Una parada celestial

Una parada celestial

Escrito por: Eva Ditlefsen | Publicado: viernes, 01 de abril de 2011

Las risas resuenan a través de la sala en Brunstad, como miles de campanas metálicas. Hermanas de todas las partes del mundo se han reunido aquí, y cuando cantan, suena como un hermoso coro de ángeles. Uno podría pensar que ha estado en el cielo.

Porque cuando la Palabra es anunciada con tal claridad proyecta luz sobre la propia vida, y uno ve aquellas áreas en la vida que tiene que cambiar – por ejemplo, el egoísmo innato. Esto se abordó específicamente en la conferencia. La luz que brilla desde el pulpito, es como los rayos del sol que penetran el cielo sin nubes sobre Brunstad cubierto de nieve. Y de la misma forma como el sol calienta, así se siente el calor de la palabra anunciada. Hay esperanza. Esperanza sobre una conversión perfecta por la ayuda que se obtiene cuando uno es consciente de su propia debilidad, y busca ayuda en el trono de la gracia.

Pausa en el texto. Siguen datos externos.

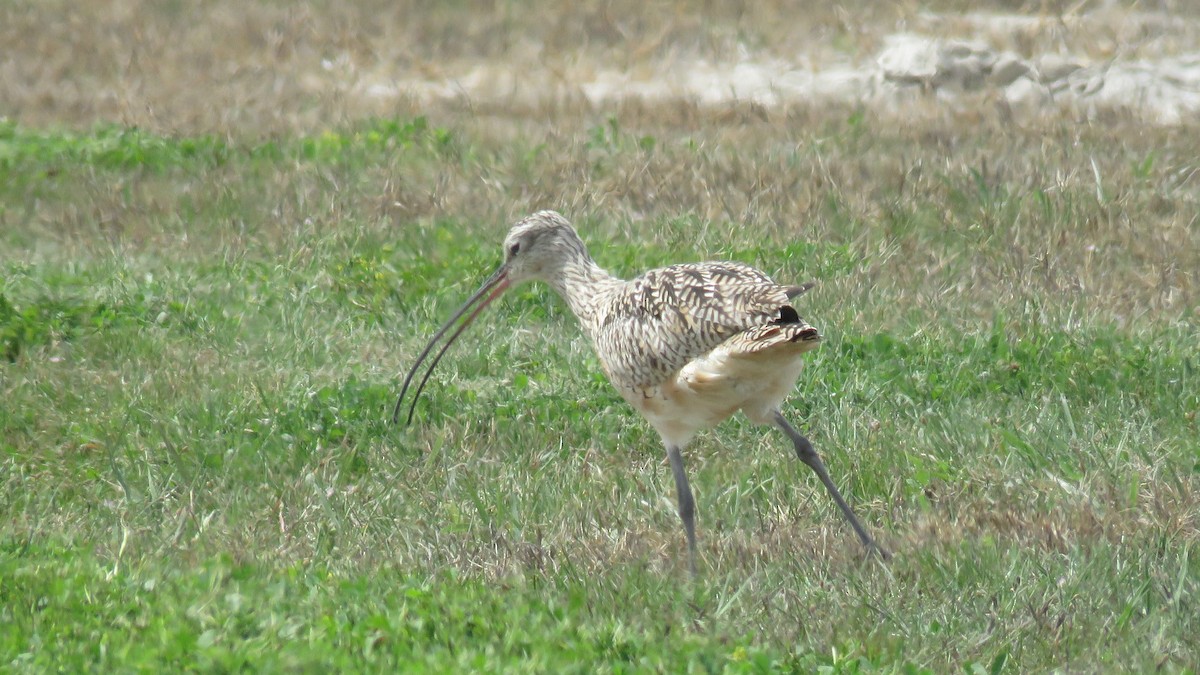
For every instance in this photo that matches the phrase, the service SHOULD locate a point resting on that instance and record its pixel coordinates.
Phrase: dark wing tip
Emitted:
(793, 291)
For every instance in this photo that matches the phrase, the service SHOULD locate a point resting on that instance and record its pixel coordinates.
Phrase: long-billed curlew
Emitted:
(687, 345)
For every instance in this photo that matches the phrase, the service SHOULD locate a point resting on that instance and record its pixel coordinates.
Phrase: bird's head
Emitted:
(538, 246)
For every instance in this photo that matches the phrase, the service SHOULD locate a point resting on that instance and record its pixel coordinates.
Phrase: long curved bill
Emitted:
(491, 290)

Como Kåre J. Smith en un momento nos preguntó: «... ¿Crees que alguien que ha estado frente al trono de la gracia piensa que ha sido en vano?»

Muchos testimonios acerca de que es posible entrar en esta tierra y degustar de los frutos de una vida en el espíritu de Josué y Caleb. (Lee Números 14,6-9) «…yo que antes era tan impaciente, ¡he llegado a ser paciente!» se oye decir de una hermana anciana, que irradia bondad y ternura. Conmueve los corazones oír tales testimonios. Son vivos ejemplos de lo que puede una larga vida en este espíritu hacer en las personas, a pesar de que en la carne no mora nada bueno (Romanos 7, 18).

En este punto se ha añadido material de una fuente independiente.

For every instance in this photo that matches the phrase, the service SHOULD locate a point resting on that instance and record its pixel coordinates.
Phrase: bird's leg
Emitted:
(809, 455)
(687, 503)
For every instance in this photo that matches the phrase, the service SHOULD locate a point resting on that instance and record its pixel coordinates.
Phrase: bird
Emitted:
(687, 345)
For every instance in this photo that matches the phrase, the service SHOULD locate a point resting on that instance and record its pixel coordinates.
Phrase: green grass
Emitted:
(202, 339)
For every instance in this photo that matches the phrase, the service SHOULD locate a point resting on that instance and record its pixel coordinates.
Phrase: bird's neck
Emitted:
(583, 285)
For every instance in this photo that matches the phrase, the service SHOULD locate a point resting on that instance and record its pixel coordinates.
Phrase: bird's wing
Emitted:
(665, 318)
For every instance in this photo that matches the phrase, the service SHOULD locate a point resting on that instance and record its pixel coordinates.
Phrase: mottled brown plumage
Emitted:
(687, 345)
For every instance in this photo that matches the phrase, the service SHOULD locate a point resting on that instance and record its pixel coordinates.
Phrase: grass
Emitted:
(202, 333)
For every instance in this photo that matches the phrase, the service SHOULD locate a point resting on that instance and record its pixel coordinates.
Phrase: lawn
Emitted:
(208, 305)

Es algo muy especial con la comunión aquí en Brunstad. Las hermanas que a menudo se ven caminando en casa, aquí en Brunstad irradian extra. Uno siente una alegría mayor cuando se reúne con sus viejos amigos. Nuevos lazos de amistad se crean. Es el mundo más natural. Un lugar donde uno puede disfrutar de buena comida, divertirse, reír y charlar, de modo que toda la sala vibra de energía durante las pausas.

Pero cuando una vez más la canción se eleva hacia el cielo, se siente como una parada de boxes en el camino hacia el mundo venidero.